Part One
Jule walked out of the airport. Her eyes roamed the streets. She smiled and then inhaled deeply. No doubt she could already smell the thick perfume of flowers: the sweet magnolia scent that belonged to New Orleans. She pulled her hair back. It nearly shimmered in the moon's glow, giving it a white sheen. She ran her tongue over her lips and peered out into the night, amber eyes shifting from side to side beneath the lenses of her glasses. She leaned out and disappeared, walking across the street among a cluster of others. She seemed captivated, un-American, taking in the people and colors at every step: A foreigner? Did it matter?
She was mine. I would have her, meet her, love her and leave. It sounded simple enough (but then it never was), I thought, gliding behind her. Don't think too hard about it, I reminded myself. My first night out and I was thinking. Lestat taunted me, deeming me a waste, for such an act but how did he expect me to react, after what he did to me? No, whatever thoughts I would not waste them on him.
Jule stopped at the corner, waiting to cross. She held a black leather bag with and ivory handle. It made me think back to an older America or perhaps a recent Africa.
I could smell the flowers now as I took a moment to breathe. I noticed a woman brush past me and felt her thoughts linger on me. I covered my eyes with a set of sunglasses, hanging off my collar, and continued to draw and release breath.

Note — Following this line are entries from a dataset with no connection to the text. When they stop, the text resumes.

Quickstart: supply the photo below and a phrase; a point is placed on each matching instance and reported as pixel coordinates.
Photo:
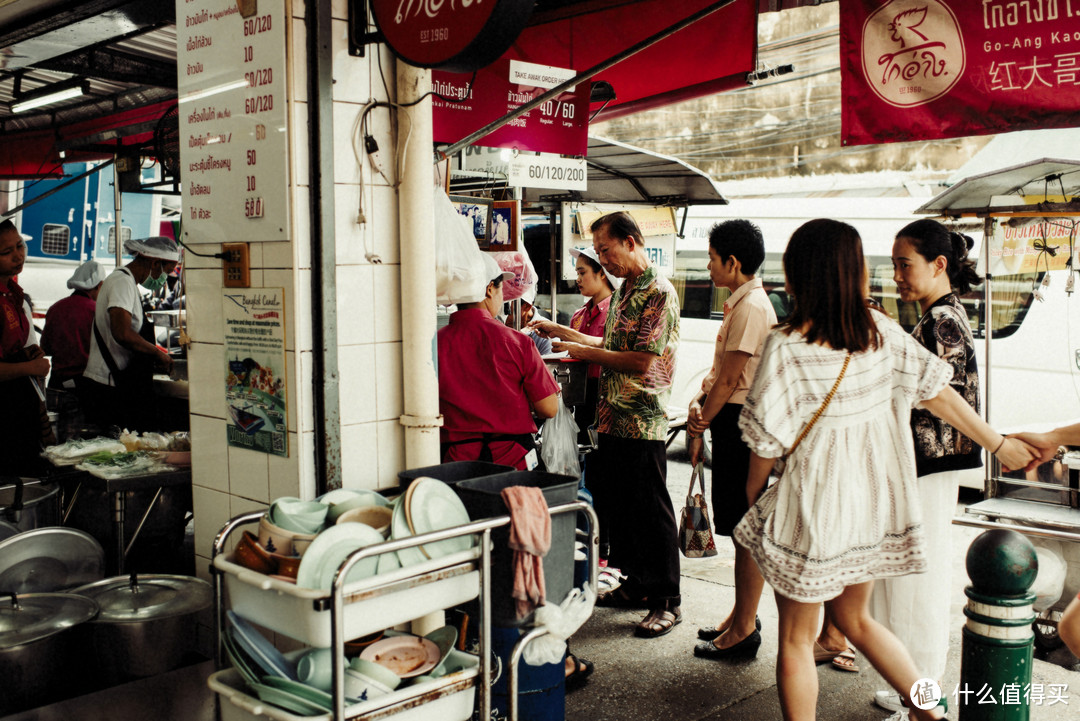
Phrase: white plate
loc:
(400, 529)
(434, 506)
(405, 655)
(329, 548)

A breeze swept by as Jule's light changed from a dim yellow to a fading red (that still managed to remain striking). I was surprised Jule hadn't noticed me yet and realized I shouldn't know her name.
Jule, short of Juliet, I presumed: I'd taken the name from her mind which I'd only accidentally glimpsed into. The damnable power Lestat had left coursing within my veins I had used to flee Merrick with but still found a nuisance. It only would draw me too close to Juliet and many others.
I followed her across the street, down the paved sidewalk. A newer part of New Orleans, a newer flat. I followed her upstairs, hid in a vacant room and waited.
Jule changed into some silk pajamas and sat down at an old typewriter. She changed the ribbon and fed it paper, beginning to type. It was an erotic novel: a love story for giggling teenagers, passion for the widowed or preoccupied middle-aged women. She'd written two pages just getting through some sudden and rough foreplay and then paused. She sat for a moment before leaving her typewriter and heading to lie on her bed. Her eyes closed. She didn't bother with covers. It was a warm night. The air was moist and I could almost feel the heat on her skin, the sweat on her brow. She was nearly asleep when I left the vacant room and entered her occupied one.
Four rooms, a lonely writer -- with no air conditioning: it was stuffy in her flat.
I silently located her bedroom after reading over her failed attempt at a fragment of novel. I glanced at her on the bed.
No glass separated our eyes now, only her closed lids. Her mouth was welcoming, asking for me to cover it. Her head was tilted to the side exposing a bare neck. Her nipples were pert, pleading to be touched and covered. She'd decided on not wearing the pants tonight and her white cotton panties hugged to her skin tightly as she slowly rolled over to face me. She was asleep now.
I kept silent, wanting to sigh at the poor lonesome woman, as I wandered over and reached out to touch her. Smooth, stone fingers traced her face, wandered down her neck, between a pair of generous breasts to rest on her stomach. Marble skin on a pale cream. My head slowly moved down for the kiss: past soft lips to her bare neck. My lips remained pressed there; ready to sink in when she woke up.
But this is not my story to tell – This story, of course, belongs to Jule and perhaps the phantom of a deranged violinist. I give this story to him also because it was not I that awoke Juliet but the distinct and sorrowful sound of his chords as his bow graced a violin's strings.